When a book gets adapted into a movie or TV series, it is common to say, “Of course the book was better!” Netflix’s “13 Reasons Why,” adapted from Jay Asher’s bestselling 2007 novel, is joining the ranks of book-to-TV adaptations that will make you admit that the TV series is way better. It is an addictive and immersive show that tackles a touchy subject in a thoughtful and interesting way.
Last week, Netflix debuted this teen drama, directed and executively produced by Tom McCarthy and Selena Gomez. After a week of showing, the show boasted a 93% on Rotten Tomatoes.
“13 Reasons Why” fleshes out Jay Asher’s well-written novel in a way that allows its cold-hearted high-school environment to become very real while revolving around the death of Hannah Baker, a student who committed suicide. Dylan Minnette, who plays Clay, and Australian newcomer Katherine Langford, who plays Hannah, could not have played the characters better.
Hannah Baker recorded a series of cassette tapes explaining thirteen traumatic events related to why she decided to end her life, with each tape representing a person she deemed partly responsible. She then created a system to pass the tapes along to the culprits one by one. The tapes recounted a series of experiences of innocuous youth to bullying and sexual assault.
According to Mental Health Daily, a website which documents any information and updates in the field of mental health, people are most likely driven to suicide when they view their current situation as being completely hopeless, and feel as if they have no way to change things for the better. Common causes of suicide include depression, drug abuse, financial problems, and difficulties with relationships. In Hannah Baker’s situation, the poor girl experienced a package of all of these problems. Hannah lacked an inadequate support system to tackle a number of issues that increasingly built up against her. Although Hannah Baker’s story is fictional, it reflects similar concerns in many real life cases.

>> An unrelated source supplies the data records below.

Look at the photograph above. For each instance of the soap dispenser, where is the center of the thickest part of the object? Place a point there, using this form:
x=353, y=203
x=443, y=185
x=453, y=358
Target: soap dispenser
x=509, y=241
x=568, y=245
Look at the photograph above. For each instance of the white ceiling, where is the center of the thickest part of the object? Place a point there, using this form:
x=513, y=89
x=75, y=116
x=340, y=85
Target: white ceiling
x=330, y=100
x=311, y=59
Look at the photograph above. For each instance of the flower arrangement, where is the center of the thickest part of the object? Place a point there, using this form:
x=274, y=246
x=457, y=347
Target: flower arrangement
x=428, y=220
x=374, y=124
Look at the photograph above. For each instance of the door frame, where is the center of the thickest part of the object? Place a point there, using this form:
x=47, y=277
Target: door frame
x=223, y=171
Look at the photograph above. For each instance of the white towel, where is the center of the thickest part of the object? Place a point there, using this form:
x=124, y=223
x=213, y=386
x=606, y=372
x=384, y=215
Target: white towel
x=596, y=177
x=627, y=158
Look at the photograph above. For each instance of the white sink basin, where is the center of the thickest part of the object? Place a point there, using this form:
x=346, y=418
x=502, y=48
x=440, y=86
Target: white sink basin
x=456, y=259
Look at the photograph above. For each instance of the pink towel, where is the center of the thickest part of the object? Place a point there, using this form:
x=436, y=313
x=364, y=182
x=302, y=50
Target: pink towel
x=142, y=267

The series’s intention is to transfer a message about being kinder to one another and seek help when needed, but some suicide prevention experts said the series could do more harm than good.
The Huffington Post was criticizing the show for its “dangerous” portrayal of suicide.
While a few of the episodes had triggering scenes, it portrayed the truth of what was happening in reality. As a society, we tend to shy away from such hard topics. “13 Reasons Why” is the voice that says, “This is a real problem and it needs to be addressed.”
The series treated the audience like young adults, and not as teenagers. It intensified audiences’ feelings on the disturbing issues in high school. Nothing about this story was polite. Audiences witnessed different scenes of shaming, sexual abuse and self-harm in order to gain awareness of how serious suicide is. The whole issue of suicide is an uncomfortable topic to talk about, but it does happen, so it needs to be addressed. Without confrontation, it gives those suffering no possibility for hope.
High school can be a tough environment since having a bad reputation can actually destroy someone’s life, especially to students who are just learning how to shape their images in the society. No one was kind to Hannah, as they referred to her as the school’s “slut” and, of course, she could not go around and redeem herself to each person. Hannah did not appear to be a human being anymore, but instead she became an object to boys at school. She became an object which they can look at and touch without any consent. Sometimes we forget that teenage brains do not work the way adult brains work. Trauma and pain feels like they are going to last forever. As a result, by having Hannah Baker walk the audience through her tapes, as she retold all the drama she has gone through, and helped the audience understand more of what was going on in a depressed girl’s mind. Hannah’s story not only awakens fellow students, but also parents to pay attention to issues that may be small to them, but could be world-crushing to another. The audience needs to be exposed to scenes that depict real life issues in order to recognize how fast things can turn ugly.
“13 Reasons Why” also encouraged teenagers to seek help when in need. Hannah was an imperfect human being, like us all, as evident in her missed opportunities to say what has happened to her. She pushed away people who cared about her, who could have given her the help she needed. However, we have all made choices not to open up, even though a person was right there asking how we were feeling. It is okay to recognize that Hannah could have opened up more to people, but it was also not her fault for staying quiet. Thus, the TV series reminded audience to have courage and determination to speak out in searching for a second chance.
Suicide should never be an option. It is important to acknowledge what has happened to Hannah Baker in “13 Reasons Why” to prevent suicidal thoughts from sneaking into one’s mind. Everyone deserves a second chance, and sometimes it is us who can play the signature role of proving it.